Methods: This is a population based, prospective, cohort study of suicide deaths. Study includes all children born January 1, 1999 to December 31, 2000. Vital birth, death, and child protection service (CPS) records were linked to identify the children born in 1999 or 2000, these children were then followed prospectively through both CPS and death records to identify those who died by suicide and/or had a history of CPS involvement by 2017. Each suicide death (case) was matched to 4 living controls based on sex, year of birth, maternal race/ethnicity, maternal age at birth, insurance type at birth (public/private), maternal education, and presence of second parent on birth certificate. A conditional logistic regression model was used to determine differences in suicide rates among children and youth with no CPS history and those who (1) had a history of report to CPS for alleged child maltreatment, (2) were substantiated as a victim of child maltreatment, and (3) had a history of foster care placement. Adjusted rate ratios and 95% confidence intervals are reported.
Results: Overall, 170 California children and youth born in 1999 or 2000 died by suicide. Of these youth approximately 57% had a history of child protective service involvement. Significantly different suicide rates were found between children and youth with and without CPS history. Children and youth who had received a formal allegation of child maltreatment had a suicide rate 3.1 times that of children and youth who had no CPS history. Children and youth who had been substantiated as a victim of child maltreatment had a suicide rate 5.2 that of children and youth with no CPS history and or children and youth who had spent time in foster care had a suicide rate 4.9 times that of children and youth with no CPS history. No discernable differences were found between those with a substantiation or foster care history and children with an allegation only.

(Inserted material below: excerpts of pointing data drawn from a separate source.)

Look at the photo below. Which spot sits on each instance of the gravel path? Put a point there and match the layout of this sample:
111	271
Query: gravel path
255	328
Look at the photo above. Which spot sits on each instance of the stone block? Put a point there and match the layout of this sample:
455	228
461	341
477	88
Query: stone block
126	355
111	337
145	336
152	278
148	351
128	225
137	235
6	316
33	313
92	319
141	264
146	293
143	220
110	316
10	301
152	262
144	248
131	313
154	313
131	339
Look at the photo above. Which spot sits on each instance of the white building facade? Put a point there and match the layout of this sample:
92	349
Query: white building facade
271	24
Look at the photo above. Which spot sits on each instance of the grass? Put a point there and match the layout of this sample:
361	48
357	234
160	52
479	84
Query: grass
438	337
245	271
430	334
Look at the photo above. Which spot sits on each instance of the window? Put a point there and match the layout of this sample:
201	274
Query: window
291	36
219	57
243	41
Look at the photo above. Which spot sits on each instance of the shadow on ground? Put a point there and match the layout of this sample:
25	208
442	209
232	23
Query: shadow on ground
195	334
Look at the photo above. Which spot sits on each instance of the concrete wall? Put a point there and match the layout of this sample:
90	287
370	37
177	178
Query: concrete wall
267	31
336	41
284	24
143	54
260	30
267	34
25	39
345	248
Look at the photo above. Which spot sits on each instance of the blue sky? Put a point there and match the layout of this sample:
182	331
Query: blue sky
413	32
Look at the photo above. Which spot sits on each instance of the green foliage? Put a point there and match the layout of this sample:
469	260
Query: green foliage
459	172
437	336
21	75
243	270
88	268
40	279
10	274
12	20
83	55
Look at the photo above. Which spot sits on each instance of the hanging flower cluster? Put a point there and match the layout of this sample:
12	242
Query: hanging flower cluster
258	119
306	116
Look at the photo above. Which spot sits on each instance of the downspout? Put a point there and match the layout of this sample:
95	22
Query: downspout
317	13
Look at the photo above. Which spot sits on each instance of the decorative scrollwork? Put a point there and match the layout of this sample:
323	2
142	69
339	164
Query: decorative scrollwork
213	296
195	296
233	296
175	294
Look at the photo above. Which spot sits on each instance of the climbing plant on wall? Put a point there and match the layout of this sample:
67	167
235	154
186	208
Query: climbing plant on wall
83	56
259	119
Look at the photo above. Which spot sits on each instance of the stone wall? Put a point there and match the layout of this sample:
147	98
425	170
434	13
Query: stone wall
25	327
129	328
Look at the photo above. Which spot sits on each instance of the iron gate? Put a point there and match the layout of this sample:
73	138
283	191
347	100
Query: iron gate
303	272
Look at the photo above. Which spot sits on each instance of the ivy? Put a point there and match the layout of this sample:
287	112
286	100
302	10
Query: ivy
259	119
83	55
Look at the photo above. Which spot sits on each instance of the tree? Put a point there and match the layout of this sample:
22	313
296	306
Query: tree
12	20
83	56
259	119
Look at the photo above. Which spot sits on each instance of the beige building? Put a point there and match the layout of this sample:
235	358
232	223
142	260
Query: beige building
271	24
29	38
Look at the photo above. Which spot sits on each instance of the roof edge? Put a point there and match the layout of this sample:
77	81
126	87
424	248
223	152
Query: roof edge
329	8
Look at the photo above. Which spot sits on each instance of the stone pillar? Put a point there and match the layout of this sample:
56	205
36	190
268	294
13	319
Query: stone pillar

CPS contact is a common experience among children and youth who died by suicide, and children and youth with prior CPS involvement of any kind, have significantly higher odds of suicide. Together these findings highlight the need for providing mental health screenings to all kids who are alleged to have experienced child maltreatment. It also underscores the importance of primary child maltreatment prevention efforts both in the community at large and at the first point of contact, the child protection hotline.